I scurry to the bathroom, shutting the door of the uncleaned world behind me and I just stare in the mirror.
I see myself, but not only myself, but what I have become.
I see blood and tears shattering down to the purist of sinks.
I have become Sweeney Todd, a man forsaking his lost world.
A man who doesn't even see himself anymore.
It just comes to show how much this cruel world can change someone, making them think that there’s No Place Like London. Their own creation of their own world.
Here with a mask, portraying what I have become; this man.
A man who kills for passion and with love and with no scarce for bleeding over the white dove.
A man who is mistaken by a fellow Judge, a bias judge who has ruled his final destiny, my final destiny.
I see myself becoming more lost, slowly slitting my throat by this man with white hair; dead bodies filling up the floor. I’m losing control.
Just like The Worst Pies in London, I’m disgusting, I am revolting; like an unsold bottle of elixir.
I have been tossed and used and if I dare take one step out of place I will be beaten.

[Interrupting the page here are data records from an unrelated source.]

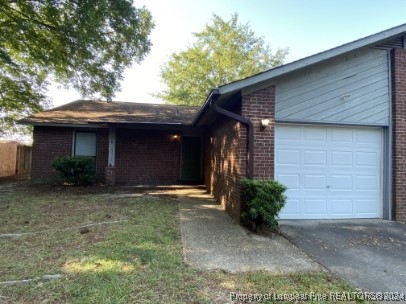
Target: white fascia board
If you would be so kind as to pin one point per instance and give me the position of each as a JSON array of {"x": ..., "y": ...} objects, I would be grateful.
[{"x": 301, "y": 63}]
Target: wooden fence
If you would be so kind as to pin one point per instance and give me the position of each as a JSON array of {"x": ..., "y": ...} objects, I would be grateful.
[{"x": 14, "y": 158}]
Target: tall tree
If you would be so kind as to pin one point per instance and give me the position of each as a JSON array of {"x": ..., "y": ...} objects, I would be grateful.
[
  {"x": 84, "y": 44},
  {"x": 223, "y": 52}
]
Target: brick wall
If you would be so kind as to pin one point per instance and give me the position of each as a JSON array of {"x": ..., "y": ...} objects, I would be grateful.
[
  {"x": 256, "y": 106},
  {"x": 222, "y": 164},
  {"x": 147, "y": 157},
  {"x": 226, "y": 161},
  {"x": 102, "y": 153},
  {"x": 398, "y": 58},
  {"x": 49, "y": 143}
]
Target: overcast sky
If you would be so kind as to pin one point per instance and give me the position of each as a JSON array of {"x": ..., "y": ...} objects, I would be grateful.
[{"x": 306, "y": 27}]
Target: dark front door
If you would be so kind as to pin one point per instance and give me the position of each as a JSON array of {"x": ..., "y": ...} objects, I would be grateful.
[{"x": 191, "y": 170}]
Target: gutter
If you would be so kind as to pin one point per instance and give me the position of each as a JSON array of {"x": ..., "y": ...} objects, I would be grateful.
[{"x": 244, "y": 120}]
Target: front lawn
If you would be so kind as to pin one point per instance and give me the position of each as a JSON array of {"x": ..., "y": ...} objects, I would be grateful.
[{"x": 133, "y": 254}]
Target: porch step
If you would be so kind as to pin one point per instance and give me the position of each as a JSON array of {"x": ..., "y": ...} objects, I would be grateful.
[{"x": 158, "y": 187}]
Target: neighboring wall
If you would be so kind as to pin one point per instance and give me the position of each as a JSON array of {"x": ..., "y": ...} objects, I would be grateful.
[
  {"x": 398, "y": 57},
  {"x": 8, "y": 152},
  {"x": 226, "y": 161},
  {"x": 49, "y": 143},
  {"x": 353, "y": 88},
  {"x": 222, "y": 164},
  {"x": 147, "y": 157}
]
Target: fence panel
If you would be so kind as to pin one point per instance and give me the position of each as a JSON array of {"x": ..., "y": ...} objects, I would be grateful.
[{"x": 8, "y": 152}]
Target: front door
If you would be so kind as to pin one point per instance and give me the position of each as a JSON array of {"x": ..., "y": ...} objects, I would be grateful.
[{"x": 191, "y": 168}]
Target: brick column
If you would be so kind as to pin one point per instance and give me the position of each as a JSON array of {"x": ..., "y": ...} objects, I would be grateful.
[
  {"x": 256, "y": 106},
  {"x": 398, "y": 61},
  {"x": 110, "y": 176}
]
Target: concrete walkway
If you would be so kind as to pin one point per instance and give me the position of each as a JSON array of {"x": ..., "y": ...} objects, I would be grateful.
[
  {"x": 371, "y": 254},
  {"x": 213, "y": 241}
]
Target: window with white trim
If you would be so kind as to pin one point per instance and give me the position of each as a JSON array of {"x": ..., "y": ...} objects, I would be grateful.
[{"x": 85, "y": 144}]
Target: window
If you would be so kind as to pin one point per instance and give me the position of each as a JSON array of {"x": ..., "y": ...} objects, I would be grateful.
[{"x": 85, "y": 144}]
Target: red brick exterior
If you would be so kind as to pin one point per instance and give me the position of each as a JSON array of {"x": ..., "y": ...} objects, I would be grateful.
[
  {"x": 226, "y": 161},
  {"x": 142, "y": 157},
  {"x": 257, "y": 106},
  {"x": 222, "y": 164},
  {"x": 399, "y": 133},
  {"x": 49, "y": 143},
  {"x": 111, "y": 176},
  {"x": 147, "y": 157}
]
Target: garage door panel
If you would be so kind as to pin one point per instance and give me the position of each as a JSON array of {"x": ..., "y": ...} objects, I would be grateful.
[
  {"x": 365, "y": 182},
  {"x": 315, "y": 158},
  {"x": 367, "y": 159},
  {"x": 291, "y": 181},
  {"x": 315, "y": 206},
  {"x": 287, "y": 133},
  {"x": 340, "y": 207},
  {"x": 331, "y": 172},
  {"x": 341, "y": 158},
  {"x": 342, "y": 136},
  {"x": 315, "y": 134},
  {"x": 314, "y": 182},
  {"x": 292, "y": 208},
  {"x": 341, "y": 182},
  {"x": 367, "y": 137},
  {"x": 288, "y": 157},
  {"x": 366, "y": 207}
]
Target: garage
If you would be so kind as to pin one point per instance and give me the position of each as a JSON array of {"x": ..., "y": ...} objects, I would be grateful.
[{"x": 331, "y": 172}]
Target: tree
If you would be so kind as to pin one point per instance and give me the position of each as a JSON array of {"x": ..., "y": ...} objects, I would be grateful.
[
  {"x": 84, "y": 44},
  {"x": 225, "y": 51}
]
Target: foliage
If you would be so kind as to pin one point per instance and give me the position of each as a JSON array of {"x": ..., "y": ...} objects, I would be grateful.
[
  {"x": 78, "y": 170},
  {"x": 81, "y": 44},
  {"x": 264, "y": 199},
  {"x": 224, "y": 51},
  {"x": 136, "y": 258}
]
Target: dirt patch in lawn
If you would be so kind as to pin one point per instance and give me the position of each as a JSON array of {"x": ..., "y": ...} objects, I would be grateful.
[{"x": 138, "y": 259}]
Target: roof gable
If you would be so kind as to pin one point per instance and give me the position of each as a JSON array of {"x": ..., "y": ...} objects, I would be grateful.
[
  {"x": 101, "y": 112},
  {"x": 371, "y": 40}
]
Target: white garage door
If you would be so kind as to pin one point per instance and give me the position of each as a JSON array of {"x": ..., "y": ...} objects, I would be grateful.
[{"x": 330, "y": 172}]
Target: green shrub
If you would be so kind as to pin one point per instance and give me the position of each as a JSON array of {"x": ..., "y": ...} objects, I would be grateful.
[
  {"x": 77, "y": 170},
  {"x": 263, "y": 200}
]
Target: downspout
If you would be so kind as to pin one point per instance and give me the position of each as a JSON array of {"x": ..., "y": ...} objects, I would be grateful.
[{"x": 244, "y": 120}]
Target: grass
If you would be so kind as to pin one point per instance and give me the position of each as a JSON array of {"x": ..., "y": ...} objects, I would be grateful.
[{"x": 136, "y": 260}]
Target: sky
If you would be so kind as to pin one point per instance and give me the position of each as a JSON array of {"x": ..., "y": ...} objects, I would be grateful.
[{"x": 306, "y": 27}]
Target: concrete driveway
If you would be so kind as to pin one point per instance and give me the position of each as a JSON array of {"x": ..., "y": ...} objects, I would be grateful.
[{"x": 371, "y": 254}]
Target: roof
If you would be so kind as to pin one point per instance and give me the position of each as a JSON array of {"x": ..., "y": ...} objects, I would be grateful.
[
  {"x": 97, "y": 112},
  {"x": 371, "y": 40},
  {"x": 257, "y": 79},
  {"x": 82, "y": 112}
]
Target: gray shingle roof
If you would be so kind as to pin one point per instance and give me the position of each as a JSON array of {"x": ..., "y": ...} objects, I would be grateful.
[{"x": 89, "y": 111}]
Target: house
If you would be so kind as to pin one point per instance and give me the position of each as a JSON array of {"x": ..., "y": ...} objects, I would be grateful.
[{"x": 330, "y": 127}]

People expect so much from me and I've tried my best to be worthy in their presence just like
my childhood, nothing but a blurred line, controlled by an egotistic, vile Italian wanna-be.
I've grown into a killer.
Not only on myself, but those who even dare to care for me.
I stare in the mirror with a forbidden soul I call my wasteland, my graveyard, my sewer; this man, this man has shown me the ways of disgrace and having an unloved life.
I scream in horror as this blade takes control of my new life.
Am I evolving into something I have wanted? Or am I following the footsteps just like the customers did when they lined for their funeral?
I glance at the puddle of blood I have created and wonder if this is the life for me.
I take a taste of what is yet to come of this new life and all I can do wait.
Wait Down By the Sea for this man to become, this man who lives this life of Sweeney Todd; the man of my creation, me.
I stare in the mirror struggling to open that closed door, wondering and thinking what it’s like out there, out there in the real world and question myself, is it the world for me?